Assim, analisadas as conclusões das alegações do recurso, a questão nuclear que importa resolver reconduz-se a indagar se a sentença incorreu em erro de julgamento, de facto e de direito, ao concluir que a Administração tributária não recolheu indícios bastantes de que as facturas contabilizadas pelo impugnante, no ano de 2001, dos emitentes L…, Lda., F… e R…– Comércio por Grosso de S..., Lda., não titulam reais e efectivas operações económicas.
***

III. FUNDAMENTAÇÃO DE FACTO

Na sentença recorrida deixou-se factualmente consignado:
«
A. Em 15.09.2005, a AT iniciou uma ação de inspeção ao Impugnante relativamente ao exercício de 2001, com incidência no IRS e no Imposto sobre o Valor Acrescentado (IVA), a qual terminou em 13.10.2005 – cf. pág. 3 do RIT que consta de fls. 53 a 325 do PRG, que se dão por integralmente reproduzidas;

B. A ação de inspeção referida no ponto A. que antecede foi motivada por informações recebidas relativamente aos fornecedores L…, F… Garcia e R…, que apontam para indícios de emissão de faturação falsa – cf. pág. 3 do RIT que consta de fls. 53 a 325 do PRG, que se dão por integralmente reproduzidas;

C. Em 07.11.2005, foi concluído o RIT elaborado no seguimento da realização pela AT da ação de inspeção referida no ponto A. supra, no qual, além do mais, consta o seguinte:

“(…)
1. Fornecedores com indícios de emissão de facturação falsa
Foram recebidas informações relativamente a fornecedores de compras de sucatas que apontam para a não confirmação das transacções, conforme pontos seguintes:

1.1 - L…, Lda. – NIF 5…
(…)
Pelo que consideramos que existem indícios fundados das facturas emitidas pela Lisbarte, Lda. serem “falsas”, no sentido de não reflectirem operações reais, uma vez que não tinha capacidade e estrutura organizacional para realizar as operações declaradas.

1.2 F…– NIF 1…
(…)
concluíram que, existem fortes indícios de que no essencial a actividade declarada pelo sujeito passivo em 2001 é fictícia, tendo como objectivo titular transacções para as quais não foi emitido o respectivo documento ou transacções inexistentes, com o intuito de conferir a montante o direito à dedução do IVA liquidado que não foi entregue nos cofres do Estado, por via de documentos de compras consideradas falsas que foram contabilizadas.

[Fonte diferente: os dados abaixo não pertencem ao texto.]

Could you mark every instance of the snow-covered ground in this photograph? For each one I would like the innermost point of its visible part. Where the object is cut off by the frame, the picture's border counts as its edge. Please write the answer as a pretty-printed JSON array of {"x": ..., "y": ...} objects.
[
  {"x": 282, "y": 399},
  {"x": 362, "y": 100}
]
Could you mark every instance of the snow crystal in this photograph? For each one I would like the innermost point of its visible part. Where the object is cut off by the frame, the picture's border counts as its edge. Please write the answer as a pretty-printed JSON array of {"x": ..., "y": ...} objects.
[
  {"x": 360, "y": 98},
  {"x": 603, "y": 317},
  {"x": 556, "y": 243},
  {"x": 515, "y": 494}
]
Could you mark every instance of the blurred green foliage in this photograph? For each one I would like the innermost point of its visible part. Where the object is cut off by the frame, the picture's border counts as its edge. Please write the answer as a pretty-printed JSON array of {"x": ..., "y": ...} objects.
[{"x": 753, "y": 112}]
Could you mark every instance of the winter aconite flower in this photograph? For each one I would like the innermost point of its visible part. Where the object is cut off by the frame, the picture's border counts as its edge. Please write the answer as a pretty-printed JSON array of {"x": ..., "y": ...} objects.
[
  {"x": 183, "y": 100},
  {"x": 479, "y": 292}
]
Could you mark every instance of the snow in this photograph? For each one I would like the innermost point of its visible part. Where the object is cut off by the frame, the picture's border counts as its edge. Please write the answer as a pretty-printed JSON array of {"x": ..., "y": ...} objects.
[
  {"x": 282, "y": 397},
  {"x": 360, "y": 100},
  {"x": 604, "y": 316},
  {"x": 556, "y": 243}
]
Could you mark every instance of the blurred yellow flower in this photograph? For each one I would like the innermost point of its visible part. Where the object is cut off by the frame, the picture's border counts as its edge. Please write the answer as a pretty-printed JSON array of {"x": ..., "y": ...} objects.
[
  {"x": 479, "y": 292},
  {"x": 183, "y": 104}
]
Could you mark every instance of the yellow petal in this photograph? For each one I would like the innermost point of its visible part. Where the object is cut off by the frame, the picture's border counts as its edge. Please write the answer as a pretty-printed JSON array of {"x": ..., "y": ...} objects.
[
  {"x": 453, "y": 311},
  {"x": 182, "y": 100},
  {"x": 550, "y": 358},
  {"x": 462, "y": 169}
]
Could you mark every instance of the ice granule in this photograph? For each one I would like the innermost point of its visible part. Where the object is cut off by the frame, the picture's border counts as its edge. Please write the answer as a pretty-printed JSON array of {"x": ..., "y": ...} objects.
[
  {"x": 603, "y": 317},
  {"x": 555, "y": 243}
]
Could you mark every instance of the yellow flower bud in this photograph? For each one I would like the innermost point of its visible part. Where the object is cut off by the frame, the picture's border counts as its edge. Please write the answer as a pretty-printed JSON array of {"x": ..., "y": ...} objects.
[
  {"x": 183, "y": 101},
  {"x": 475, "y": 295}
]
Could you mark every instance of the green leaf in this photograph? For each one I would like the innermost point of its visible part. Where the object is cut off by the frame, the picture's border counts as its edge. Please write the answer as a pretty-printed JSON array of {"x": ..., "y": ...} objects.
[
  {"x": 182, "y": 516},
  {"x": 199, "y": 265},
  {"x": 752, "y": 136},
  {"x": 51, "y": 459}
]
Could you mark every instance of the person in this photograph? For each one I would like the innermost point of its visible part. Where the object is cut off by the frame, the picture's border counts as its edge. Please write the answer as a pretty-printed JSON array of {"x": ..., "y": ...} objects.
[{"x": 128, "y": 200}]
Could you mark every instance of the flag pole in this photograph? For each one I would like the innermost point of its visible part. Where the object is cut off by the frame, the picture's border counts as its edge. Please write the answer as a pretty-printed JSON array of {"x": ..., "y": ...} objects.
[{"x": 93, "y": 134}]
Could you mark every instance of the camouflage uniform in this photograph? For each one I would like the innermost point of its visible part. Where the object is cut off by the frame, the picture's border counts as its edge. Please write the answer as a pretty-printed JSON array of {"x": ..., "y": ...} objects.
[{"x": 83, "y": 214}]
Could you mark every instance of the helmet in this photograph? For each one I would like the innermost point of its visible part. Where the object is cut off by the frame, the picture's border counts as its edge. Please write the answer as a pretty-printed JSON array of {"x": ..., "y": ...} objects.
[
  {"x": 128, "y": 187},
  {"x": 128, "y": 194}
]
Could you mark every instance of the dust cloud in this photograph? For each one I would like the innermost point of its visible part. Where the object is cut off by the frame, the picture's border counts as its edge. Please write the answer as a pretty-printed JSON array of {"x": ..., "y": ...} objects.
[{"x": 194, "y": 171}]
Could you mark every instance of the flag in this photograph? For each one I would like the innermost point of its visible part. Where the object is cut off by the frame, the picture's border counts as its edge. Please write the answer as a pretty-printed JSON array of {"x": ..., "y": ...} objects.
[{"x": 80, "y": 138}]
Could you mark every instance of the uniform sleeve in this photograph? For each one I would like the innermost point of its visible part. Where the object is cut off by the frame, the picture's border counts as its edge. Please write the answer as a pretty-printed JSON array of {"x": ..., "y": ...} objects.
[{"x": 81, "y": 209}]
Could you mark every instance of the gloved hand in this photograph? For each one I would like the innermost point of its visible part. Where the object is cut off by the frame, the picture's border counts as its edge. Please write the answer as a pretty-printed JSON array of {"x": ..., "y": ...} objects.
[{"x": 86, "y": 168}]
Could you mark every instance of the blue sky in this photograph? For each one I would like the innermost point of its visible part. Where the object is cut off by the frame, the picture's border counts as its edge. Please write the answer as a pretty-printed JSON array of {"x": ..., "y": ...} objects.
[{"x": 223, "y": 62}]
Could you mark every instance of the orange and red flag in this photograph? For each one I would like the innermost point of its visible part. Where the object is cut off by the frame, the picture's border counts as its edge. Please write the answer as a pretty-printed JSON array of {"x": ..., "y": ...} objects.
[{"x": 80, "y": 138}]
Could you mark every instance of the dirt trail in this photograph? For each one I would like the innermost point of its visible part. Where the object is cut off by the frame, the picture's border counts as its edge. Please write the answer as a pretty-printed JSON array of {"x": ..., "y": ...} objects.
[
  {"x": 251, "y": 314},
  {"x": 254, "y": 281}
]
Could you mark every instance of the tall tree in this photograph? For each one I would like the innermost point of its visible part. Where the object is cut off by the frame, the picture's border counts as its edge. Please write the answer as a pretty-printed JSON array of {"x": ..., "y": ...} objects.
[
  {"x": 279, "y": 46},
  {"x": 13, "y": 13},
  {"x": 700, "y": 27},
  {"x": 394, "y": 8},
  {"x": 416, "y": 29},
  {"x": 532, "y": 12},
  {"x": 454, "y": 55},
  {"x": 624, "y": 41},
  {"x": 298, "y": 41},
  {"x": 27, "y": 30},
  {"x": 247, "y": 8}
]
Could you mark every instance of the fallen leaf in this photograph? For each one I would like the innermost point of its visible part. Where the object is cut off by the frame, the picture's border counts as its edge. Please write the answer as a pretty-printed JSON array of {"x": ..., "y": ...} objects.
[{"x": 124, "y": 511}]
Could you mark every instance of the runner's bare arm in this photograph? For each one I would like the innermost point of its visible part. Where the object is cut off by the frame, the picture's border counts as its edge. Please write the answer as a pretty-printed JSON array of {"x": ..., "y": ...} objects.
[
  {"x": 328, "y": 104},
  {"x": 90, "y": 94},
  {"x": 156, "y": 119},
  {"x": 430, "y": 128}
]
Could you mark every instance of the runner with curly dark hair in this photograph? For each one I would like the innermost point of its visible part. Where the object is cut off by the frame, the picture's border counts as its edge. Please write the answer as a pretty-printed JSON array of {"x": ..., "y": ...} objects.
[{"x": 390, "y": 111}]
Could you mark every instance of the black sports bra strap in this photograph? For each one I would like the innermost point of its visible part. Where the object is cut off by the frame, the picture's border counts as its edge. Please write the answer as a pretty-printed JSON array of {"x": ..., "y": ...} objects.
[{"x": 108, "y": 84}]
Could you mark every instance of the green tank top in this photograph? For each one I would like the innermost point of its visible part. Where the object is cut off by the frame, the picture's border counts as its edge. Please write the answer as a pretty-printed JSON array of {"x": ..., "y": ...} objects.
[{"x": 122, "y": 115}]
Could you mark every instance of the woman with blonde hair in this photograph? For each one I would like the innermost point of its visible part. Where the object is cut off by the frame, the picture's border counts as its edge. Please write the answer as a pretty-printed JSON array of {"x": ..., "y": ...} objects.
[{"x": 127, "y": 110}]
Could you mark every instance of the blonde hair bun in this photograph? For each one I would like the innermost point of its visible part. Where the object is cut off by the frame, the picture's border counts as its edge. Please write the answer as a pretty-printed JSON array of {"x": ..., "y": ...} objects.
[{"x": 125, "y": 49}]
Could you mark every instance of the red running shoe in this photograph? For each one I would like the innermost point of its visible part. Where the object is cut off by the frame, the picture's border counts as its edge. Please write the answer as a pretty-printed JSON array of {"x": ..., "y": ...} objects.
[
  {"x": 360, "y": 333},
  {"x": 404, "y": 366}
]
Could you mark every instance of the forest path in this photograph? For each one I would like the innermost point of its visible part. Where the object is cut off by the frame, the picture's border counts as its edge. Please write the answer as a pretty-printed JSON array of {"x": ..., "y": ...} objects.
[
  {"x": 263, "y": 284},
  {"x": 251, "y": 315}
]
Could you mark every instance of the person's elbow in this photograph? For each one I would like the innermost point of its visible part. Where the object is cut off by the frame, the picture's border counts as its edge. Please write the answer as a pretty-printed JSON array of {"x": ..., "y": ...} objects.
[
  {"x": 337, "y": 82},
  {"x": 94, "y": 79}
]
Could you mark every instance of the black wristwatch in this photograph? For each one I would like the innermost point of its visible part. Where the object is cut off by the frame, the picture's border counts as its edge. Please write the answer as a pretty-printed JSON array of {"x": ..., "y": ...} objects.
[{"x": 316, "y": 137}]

1.3 R… – Comércio por Grosso de S…, Lda. – NIF 5…
(…)
Verificou-se que se trata de uma empresa constituída com fins fraudulentos para servir interesses do sócio fundador F… que, não tendo uma estrutura empresarial apropriada, não poderia gerar o volume de negócios declarado pelo que se considera que as facturas emitidas pela firma R…, Lda. não têm subjacente qualquer transacção comercial.

1.4.1 Imposto sobre o Rendimento das Pessoas Singulares
Assim, nos termos do artigo 23º do CIRC por remissão do artigo 32º do CIRS, não são aceites como custo de compras do ano de 2001 no montante de 274.463,47€.
(…)” - cf. RIT que consta de fls. 53 a 325 do PRG, que se dão por integralmente reproduzidas;

D. Em data não concretamente determinada, o Impugnante foi notificado da “Demonstração de acerto de contas” com o número de identificação de documento 2005 0001276141, com o valor a pagar de € 128.892,41, assim como dos atos tributários impugnados – cf. fls. 41 a 45 do PRG, que se dão por integralmente reproduzidas;

E. Em 17.04.2006, o Impugnante apresentou reclamação graciosa contra as liquidações referidas no ponto D. que antecede, a qual foi indeferida na totalidade – cf. fls. 2 a 587 do PRG, que se dão por integralmente reproduzidas;

F. No ano de 2001, o Impugnante não poderia ter realizado o volume de vendas que evidenciou na sua contabilidade sem as compras (quantidades de mercadorias) registadas na contabilidade – cf. resposta ao quesito 1 do relatório pericial que consta de fls. 640 a 643 dos autos, que se dão por integralmente reproduzidas;

G. Através da contabilidade do Impugnante e demais documentos bancários é possível concluir-se que as compras e as vendas foram acompanhadas dos respetivos fluxos financeiros (pagamentos e recebimentos) – cf. resposta ao quesito 3 do relatório pericial que consta de fls. 640 a 643 dos autos, que se dão por integralmente reproduzidas;

H. A contabilidade do Impugnante reflete o desenvolvimento de uma atividade económica – cf. resposta ao quesito 4 do relatório pericial que consta de fls. 640 a 643 dos autos, que se dão por integralmente reproduzidas;

I. Em 27.03.2008, foi apresentada a presente impugnação judicial – cf. carimbo aposto a fls. 1 dos autos.
*
Factos não provados

Não se vislumbram outros factos alegados cuja não prova seja relevante para a decisão dos autos.
*

Motivação da decisão da matéria de facto

Prova documental


Os meios de prova documental que serviram para a formação da convicção do Tribunal estão referidos no “probatório” com remissão para as folhas do processo onde se encontram.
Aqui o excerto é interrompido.